Eher als Solotänzer ist der Langschwanz-Strahlenparadiesvogel (Parotia wahnesi) aktiv: Auf seinem Balzplatz (Parkett) macht er die Dame (als Zuschauerin vom Rang aus) per Balzrufe auf seine Performance aufmerksam. Neben den gespreizten Flügeln beeindrucken vor allem die binnenkörperlichen Bewegungen mit boleoartigem Schwingen des Kopfschmucks:


So richtig von der Stelle kommt der Raggi-Paradiesvogel (Paradisaea raggiana) trotz heftigen Hupfens nicht wirklich – auch das soll es ja im Tango geben! Egal, Hauptsache die Federn schwingen schön mit:


Der ebenfalls zu den Paradiesvögeln zählende Fadenhopf (Seleucidis melanoleuca) hat die schwingenden Puschel am Hinterteil. Obwohl das Futter fürs Weibchen wohl lediglich aus heißer Luft besteht, ist dieses sichtlich fasziniert vom eleganten Umgang des Herrn mit seiner Achse in verschiedenen Raumorientierungen.

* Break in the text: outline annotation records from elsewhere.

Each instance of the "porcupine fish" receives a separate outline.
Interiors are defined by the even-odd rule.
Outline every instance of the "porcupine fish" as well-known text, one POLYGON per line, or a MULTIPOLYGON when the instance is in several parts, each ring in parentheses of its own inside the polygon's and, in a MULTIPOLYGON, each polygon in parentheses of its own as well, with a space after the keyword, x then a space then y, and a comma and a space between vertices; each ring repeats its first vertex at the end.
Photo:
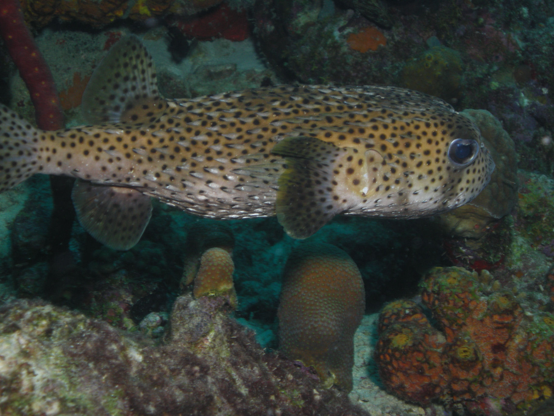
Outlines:
POLYGON ((135 37, 99 65, 82 107, 90 125, 55 131, 0 108, 0 191, 35 173, 75 177, 80 223, 120 250, 142 235, 151 197, 211 218, 276 215, 304 239, 338 214, 408 219, 455 208, 494 169, 471 121, 402 88, 280 85, 162 99, 135 37))

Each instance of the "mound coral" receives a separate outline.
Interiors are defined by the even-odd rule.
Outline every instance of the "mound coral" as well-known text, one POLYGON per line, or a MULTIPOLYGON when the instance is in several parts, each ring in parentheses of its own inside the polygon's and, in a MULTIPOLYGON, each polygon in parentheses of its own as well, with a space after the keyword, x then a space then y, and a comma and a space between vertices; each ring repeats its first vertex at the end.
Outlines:
POLYGON ((215 220, 202 220, 193 224, 187 234, 185 244, 187 253, 184 258, 184 269, 181 277, 181 287, 184 287, 192 283, 204 251, 217 247, 227 251, 230 255, 234 245, 233 231, 227 222, 215 220))
POLYGON ((353 336, 365 308, 363 282, 346 253, 304 243, 287 260, 278 316, 280 348, 313 366, 325 385, 352 389, 353 336))
MULTIPOLYGON (((491 398, 508 409, 551 395, 554 316, 526 315, 513 293, 491 281, 486 271, 460 267, 427 274, 422 301, 442 333, 427 320, 404 322, 401 314, 395 323, 385 308, 388 325, 375 358, 388 389, 418 403, 462 405, 475 415, 491 414, 491 398)), ((408 314, 417 316, 415 308, 408 314)))

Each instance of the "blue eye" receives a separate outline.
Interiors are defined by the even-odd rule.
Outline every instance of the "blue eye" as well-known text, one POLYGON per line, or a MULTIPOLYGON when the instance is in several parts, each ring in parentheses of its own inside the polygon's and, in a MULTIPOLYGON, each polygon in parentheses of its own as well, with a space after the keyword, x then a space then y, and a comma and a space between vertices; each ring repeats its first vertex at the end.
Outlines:
POLYGON ((448 148, 448 158, 454 165, 466 166, 477 157, 479 146, 476 141, 468 139, 455 139, 448 148))

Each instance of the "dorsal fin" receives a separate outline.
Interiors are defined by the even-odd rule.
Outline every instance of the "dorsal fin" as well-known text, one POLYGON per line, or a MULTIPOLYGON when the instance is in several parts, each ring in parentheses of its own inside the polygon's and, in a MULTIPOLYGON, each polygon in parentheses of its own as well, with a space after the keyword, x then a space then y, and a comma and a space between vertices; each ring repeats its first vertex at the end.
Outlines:
POLYGON ((127 250, 138 242, 152 215, 150 197, 132 188, 78 179, 71 199, 83 227, 114 250, 127 250))
POLYGON ((83 95, 81 111, 86 123, 98 124, 139 121, 165 106, 152 58, 131 35, 114 45, 95 69, 83 95))

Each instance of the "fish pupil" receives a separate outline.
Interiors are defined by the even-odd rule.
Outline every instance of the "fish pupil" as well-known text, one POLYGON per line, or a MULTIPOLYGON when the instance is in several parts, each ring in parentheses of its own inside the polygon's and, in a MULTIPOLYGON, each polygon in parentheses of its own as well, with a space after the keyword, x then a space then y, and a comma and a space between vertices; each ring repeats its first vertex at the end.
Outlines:
POLYGON ((469 144, 458 143, 456 145, 454 153, 459 159, 464 159, 471 154, 471 146, 469 144))
POLYGON ((479 144, 475 140, 455 139, 448 148, 448 158, 454 165, 467 166, 475 160, 479 150, 479 144))

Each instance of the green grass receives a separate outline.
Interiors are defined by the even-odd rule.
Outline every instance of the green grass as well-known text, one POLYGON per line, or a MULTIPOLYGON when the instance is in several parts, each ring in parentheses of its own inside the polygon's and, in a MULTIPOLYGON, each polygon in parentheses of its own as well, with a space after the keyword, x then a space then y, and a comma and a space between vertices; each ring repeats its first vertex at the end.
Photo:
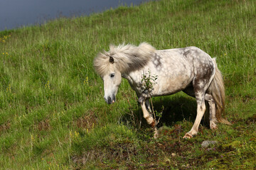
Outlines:
POLYGON ((0 169, 253 169, 256 158, 256 6, 248 1, 156 1, 0 32, 0 169), (217 57, 233 125, 192 127, 196 101, 165 109, 154 140, 127 81, 103 99, 92 61, 110 44, 197 46, 217 57), (218 143, 203 149, 204 140, 218 143))

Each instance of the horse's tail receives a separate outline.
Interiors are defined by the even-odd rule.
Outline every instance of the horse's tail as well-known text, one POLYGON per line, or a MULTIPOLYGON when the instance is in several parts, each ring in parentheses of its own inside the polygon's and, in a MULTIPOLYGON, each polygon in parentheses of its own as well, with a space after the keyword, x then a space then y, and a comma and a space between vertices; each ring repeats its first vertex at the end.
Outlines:
POLYGON ((217 67, 215 59, 213 60, 215 66, 215 73, 210 84, 209 90, 216 103, 216 118, 219 123, 231 125, 221 116, 221 113, 225 110, 225 86, 221 72, 217 67))

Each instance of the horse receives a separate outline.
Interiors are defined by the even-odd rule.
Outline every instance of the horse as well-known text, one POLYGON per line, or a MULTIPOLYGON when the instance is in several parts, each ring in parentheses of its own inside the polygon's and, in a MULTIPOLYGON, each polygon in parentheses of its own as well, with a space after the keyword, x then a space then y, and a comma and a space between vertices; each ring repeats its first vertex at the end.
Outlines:
MULTIPOLYGON (((108 104, 116 101, 122 78, 127 79, 135 91, 143 116, 152 128, 149 99, 171 95, 179 91, 196 98, 197 113, 191 130, 183 138, 191 138, 198 132, 201 120, 209 106, 210 128, 217 129, 217 123, 230 125, 222 117, 225 108, 225 87, 221 72, 215 58, 196 47, 156 50, 146 42, 139 46, 131 44, 110 45, 110 51, 100 52, 94 59, 94 68, 104 81, 104 98, 108 104), (157 76, 151 90, 145 89, 144 75, 157 76)), ((156 130, 156 129, 155 129, 156 130)))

Die Balzrufe erinnern an Francisco Canari:


Beim Beifußhuhn (Centrocercus urophasianus) spielt die heiße Luft eine andere Rolle: „Die Männchen beanspruchen Reviere und werben in den Dämmerungsstunden um Weibchen. Sie stolzieren umher und fächern ihre Schwanzfedern und Handschwingen. Gleichzeitig pumpen sie ihre Luftsäcke auf und entleeren sie mit kullernden und ploppenden Lauten wieder. Die ranghöchsten Hähne begatten die meisten Hennen, aber auch rangniedere Hähne kommen, je nach sozialer Stellung, noch mehr oder minder oft zur Paarung.“ (Wikipedia)

Ähnliche Imponierfotos findet man auf vielen Tangolehrer-Webseiten!


In keinem Tangounterricht kommen die Darstellung des Viervierteltakts und die Bedeutung einer stabilen Achse (unter Einbeziehung der Partnerin) schöner zur Geltung als beim Viktoria-Paradiesvogel (Ptiloris victoriae). Motto: Schnabel hoch und durch!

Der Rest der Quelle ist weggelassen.